This is a legend involving all three of the trinity Bhrama,
Vishnu and Shiva.
Bhrama the creator was originally endowed with five
heads. When he started displaying his arrogance, as the supreme creator of the Universe,
Shiva assumed the form of Bhairava the terrible, and with the mere snap
of a finger nail, cut off one of the five heads of Bhrama. The severed head stuck to the
left palm of Bhairava. In order to expiate for the sin of cutting of Bhrama's head
(bhramahatti dosha), Shiva had to take the Kapaalika vow of wandering all
over the world as a beggar, carrying the skull as his begging bowl.
As an enchanting beggar Bhikshaatana,
accompanied by the enchantress Mohini, Shiva entered Dharukaavana
the home of the arrogant ascetics, and quelled their arrogance and continued his sojourn
around the world and reached the abode of Vishnu. When Vishwaksena, the
attendant of Vishnu refused to let him in , he impaled him with his trident and walked in
with his corpse (Kankaala Murthi). Vishnu offered his own blood to fill
the kapaala, but even vast quantities of Vishnu's skull could not fill up the skull bown.

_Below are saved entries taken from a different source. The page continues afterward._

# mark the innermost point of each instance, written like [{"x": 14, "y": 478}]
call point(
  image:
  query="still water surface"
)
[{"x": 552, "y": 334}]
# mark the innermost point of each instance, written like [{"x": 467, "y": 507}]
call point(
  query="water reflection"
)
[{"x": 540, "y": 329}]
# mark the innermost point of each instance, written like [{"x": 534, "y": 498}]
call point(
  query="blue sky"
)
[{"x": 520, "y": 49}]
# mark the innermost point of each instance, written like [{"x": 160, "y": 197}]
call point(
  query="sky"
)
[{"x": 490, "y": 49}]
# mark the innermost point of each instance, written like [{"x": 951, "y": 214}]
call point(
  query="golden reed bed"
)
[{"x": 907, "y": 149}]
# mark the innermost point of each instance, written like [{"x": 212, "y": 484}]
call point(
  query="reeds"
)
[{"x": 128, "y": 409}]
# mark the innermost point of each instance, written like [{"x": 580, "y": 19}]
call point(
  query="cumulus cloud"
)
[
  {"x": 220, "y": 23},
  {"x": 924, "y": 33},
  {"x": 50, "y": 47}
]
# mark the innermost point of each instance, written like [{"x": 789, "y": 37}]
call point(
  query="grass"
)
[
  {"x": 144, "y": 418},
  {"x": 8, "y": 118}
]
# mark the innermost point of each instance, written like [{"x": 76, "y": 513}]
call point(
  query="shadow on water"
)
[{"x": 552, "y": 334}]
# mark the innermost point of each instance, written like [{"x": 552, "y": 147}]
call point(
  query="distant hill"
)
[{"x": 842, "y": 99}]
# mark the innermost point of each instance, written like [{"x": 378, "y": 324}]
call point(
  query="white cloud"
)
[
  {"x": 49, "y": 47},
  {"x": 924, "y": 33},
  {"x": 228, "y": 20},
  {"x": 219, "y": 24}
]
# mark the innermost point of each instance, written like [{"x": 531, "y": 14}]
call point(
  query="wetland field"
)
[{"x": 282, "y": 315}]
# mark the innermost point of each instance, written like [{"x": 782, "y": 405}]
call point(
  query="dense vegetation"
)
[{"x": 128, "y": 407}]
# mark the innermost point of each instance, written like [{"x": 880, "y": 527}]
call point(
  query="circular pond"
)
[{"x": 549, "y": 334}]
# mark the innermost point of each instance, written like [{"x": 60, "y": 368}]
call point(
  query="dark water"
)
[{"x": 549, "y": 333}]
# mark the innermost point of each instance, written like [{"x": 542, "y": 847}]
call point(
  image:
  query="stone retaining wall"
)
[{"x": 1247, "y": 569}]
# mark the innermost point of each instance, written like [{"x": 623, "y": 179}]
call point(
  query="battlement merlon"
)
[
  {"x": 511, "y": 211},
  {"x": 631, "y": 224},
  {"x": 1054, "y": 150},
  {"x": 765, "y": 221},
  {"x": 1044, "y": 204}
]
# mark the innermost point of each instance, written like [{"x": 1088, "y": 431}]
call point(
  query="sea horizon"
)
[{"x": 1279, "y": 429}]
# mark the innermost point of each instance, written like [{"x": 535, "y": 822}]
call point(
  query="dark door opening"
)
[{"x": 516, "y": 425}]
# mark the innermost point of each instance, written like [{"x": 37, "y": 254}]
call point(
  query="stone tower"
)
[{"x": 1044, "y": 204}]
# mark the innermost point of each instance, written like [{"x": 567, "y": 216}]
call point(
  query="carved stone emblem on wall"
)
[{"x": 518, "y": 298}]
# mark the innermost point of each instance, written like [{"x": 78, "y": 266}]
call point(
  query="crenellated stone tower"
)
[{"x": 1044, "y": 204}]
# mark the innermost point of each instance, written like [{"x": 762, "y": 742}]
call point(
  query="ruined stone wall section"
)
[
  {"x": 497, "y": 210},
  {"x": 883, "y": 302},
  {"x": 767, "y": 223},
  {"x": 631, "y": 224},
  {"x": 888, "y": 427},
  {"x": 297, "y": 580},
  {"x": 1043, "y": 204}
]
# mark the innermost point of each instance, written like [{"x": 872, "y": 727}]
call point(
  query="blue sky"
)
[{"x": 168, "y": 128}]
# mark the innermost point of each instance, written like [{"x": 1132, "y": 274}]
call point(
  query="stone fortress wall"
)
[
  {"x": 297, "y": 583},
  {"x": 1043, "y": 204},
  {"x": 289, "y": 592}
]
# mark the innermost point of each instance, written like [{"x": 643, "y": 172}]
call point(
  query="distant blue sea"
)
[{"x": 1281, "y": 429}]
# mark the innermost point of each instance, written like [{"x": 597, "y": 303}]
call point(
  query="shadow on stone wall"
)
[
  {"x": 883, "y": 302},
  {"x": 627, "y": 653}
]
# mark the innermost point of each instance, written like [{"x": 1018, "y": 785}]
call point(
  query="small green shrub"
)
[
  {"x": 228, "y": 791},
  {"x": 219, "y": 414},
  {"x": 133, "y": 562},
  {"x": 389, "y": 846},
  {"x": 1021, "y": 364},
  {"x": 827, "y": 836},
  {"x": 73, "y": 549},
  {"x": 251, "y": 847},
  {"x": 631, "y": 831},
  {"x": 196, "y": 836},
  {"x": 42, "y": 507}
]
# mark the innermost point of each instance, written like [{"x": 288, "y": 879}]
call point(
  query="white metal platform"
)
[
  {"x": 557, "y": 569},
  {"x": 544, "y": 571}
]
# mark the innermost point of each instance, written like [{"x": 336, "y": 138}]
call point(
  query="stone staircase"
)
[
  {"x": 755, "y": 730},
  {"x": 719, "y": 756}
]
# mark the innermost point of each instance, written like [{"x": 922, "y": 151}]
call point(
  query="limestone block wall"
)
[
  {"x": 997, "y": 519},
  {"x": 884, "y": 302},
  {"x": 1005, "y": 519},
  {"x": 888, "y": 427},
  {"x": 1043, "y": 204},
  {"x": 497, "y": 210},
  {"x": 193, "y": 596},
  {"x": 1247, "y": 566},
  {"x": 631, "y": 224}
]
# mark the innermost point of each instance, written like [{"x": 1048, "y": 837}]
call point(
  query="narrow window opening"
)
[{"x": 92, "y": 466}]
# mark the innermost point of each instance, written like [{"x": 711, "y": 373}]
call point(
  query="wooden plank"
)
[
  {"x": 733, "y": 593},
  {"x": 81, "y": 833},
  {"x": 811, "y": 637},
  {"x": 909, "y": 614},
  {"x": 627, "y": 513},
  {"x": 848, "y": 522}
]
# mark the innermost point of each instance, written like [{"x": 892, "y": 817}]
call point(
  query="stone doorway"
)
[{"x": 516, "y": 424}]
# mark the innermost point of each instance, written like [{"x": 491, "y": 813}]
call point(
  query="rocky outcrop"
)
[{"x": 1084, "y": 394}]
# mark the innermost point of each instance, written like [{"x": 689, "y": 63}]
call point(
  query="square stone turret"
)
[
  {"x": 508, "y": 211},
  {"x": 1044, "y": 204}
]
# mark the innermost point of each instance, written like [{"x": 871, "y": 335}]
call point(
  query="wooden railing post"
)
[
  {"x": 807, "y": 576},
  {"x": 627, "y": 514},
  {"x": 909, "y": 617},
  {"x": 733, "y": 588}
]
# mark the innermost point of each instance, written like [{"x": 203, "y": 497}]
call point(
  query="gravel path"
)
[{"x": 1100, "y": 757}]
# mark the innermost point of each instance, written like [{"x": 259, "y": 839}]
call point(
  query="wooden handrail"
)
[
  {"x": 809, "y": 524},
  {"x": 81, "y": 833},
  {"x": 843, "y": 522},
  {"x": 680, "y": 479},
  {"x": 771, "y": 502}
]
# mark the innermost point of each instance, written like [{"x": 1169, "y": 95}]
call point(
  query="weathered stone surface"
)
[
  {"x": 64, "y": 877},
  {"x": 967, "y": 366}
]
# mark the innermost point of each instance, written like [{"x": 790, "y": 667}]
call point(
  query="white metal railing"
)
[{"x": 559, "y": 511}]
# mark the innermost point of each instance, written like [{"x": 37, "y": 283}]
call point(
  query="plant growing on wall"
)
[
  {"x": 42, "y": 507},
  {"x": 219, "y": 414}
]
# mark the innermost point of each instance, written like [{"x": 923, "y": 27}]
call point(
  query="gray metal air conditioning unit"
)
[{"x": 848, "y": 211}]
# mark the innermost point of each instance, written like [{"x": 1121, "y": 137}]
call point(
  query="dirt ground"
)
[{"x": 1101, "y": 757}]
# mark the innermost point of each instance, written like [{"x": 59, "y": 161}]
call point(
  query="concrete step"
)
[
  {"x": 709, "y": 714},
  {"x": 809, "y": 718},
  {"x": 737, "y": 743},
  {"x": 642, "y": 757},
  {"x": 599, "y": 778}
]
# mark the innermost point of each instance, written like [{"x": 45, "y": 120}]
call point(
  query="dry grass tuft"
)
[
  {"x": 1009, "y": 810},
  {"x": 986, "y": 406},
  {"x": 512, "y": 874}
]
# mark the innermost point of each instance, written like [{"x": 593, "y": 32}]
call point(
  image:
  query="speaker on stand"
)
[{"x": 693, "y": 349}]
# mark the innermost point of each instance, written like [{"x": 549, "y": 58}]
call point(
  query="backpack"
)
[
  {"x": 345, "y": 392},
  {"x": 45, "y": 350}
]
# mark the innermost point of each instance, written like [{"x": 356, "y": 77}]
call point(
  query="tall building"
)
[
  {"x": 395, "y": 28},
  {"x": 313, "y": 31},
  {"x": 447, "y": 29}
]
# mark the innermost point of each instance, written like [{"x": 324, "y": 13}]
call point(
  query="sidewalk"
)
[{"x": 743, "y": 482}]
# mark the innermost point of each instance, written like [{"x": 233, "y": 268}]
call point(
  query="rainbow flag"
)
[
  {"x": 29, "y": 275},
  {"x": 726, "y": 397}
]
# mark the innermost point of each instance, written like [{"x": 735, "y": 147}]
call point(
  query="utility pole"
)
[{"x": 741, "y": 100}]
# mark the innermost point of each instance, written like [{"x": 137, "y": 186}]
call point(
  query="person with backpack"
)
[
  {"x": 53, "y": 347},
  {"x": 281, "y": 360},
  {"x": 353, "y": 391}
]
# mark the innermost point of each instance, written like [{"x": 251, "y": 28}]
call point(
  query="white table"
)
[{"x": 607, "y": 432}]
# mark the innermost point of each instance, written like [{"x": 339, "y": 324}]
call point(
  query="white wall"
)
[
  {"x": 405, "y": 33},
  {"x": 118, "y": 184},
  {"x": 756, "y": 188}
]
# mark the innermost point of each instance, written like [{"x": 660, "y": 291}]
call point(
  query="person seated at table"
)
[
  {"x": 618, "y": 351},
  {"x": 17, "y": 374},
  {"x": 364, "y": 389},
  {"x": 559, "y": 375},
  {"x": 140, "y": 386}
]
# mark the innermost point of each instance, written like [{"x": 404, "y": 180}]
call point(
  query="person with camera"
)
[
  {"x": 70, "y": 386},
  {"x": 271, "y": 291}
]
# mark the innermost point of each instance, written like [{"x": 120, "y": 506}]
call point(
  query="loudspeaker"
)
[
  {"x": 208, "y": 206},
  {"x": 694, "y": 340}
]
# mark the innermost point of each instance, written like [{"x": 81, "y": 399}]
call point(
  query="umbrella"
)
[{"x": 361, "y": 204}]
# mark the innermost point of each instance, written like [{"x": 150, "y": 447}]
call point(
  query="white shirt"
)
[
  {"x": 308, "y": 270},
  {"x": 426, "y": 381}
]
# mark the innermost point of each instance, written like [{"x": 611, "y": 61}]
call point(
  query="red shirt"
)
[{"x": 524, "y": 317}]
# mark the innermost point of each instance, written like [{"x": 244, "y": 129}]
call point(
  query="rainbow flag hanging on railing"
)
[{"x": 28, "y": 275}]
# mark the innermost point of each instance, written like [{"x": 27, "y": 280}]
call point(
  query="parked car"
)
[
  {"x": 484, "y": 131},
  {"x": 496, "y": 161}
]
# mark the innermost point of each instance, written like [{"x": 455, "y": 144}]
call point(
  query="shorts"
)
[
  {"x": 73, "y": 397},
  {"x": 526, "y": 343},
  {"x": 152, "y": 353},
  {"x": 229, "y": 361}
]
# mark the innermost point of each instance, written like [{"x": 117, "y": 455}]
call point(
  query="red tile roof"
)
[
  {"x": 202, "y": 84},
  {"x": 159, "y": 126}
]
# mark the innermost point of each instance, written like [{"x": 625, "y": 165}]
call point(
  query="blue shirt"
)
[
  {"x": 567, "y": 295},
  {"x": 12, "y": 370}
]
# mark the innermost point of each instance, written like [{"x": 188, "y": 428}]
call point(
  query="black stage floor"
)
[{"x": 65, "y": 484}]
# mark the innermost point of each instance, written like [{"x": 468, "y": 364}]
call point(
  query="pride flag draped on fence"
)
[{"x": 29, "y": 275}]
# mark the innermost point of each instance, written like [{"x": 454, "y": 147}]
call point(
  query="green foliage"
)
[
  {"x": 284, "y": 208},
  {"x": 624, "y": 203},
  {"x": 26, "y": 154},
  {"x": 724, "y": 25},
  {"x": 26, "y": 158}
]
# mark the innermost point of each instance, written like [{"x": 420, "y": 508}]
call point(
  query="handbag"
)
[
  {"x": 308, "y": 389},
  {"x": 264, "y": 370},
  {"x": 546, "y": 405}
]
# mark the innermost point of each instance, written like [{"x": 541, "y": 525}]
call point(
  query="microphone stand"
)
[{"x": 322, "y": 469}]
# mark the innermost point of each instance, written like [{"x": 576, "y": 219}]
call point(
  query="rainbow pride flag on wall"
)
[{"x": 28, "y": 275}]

It was after reaching Varanasi on the banks of the Ganges, that the bowl
slipped off Shiva's palm.
The fierce Bhairava form of Shiva is enshrined in
several temples. The Sattainatha-Bhairava form of Shiva is enshrined at Sirkazhi, near Chidambaram.
Bhikshatanar is enshrined at Bhikshaandaar Koyil or
Uttamar Koyil along with Bhrama and Vishnu. Also near Bhikshaandaar Koyil is Tiruppaachilaasramam where Nataraja dances over the
snake flung at him by the munis of Dhaarukaavanam. The Bhrama Shira Kandeeswara form of
Shiva is enshrined at Tirukkandiyur near Thanjavur.
This temple is one of the 8 Veerata stalas celebrating Shiva as the
destroyer of evil forces.
A variant of this legend is that it was only after Mahalakshmi
offered alms into the skull bowl of Shiva, as advised by Vishnu that the bowl became
unstuck. Vishnu, known as Hara Saapa Vimochana Perumaal is enshrined at Tirukkandiyur in a temple across the street from the
Bhrama Shira Kandeeswara temple. The same legend holds at the Vishnu shrine at
Bhikshaandaar Koyil, and at the Vishnu temple at Tirukkurunkudi
near Tirunelveli in Tamilnadu.
Another variant of this legend is that Shiva performed
the Ekadasha Rudra Aswamedha Yagna and worshipped Vishnu; at the end of the eleven yagnas,
Vishnu appeared and relieved Shiva of his curse, and at his request took 11 abodes in the
vicinity of Tirunangoor, near Chidambaram. All of these 11 shrines are associated
closely with the last of the tamil Alwars, Tirumangai Alwar (9th century CE).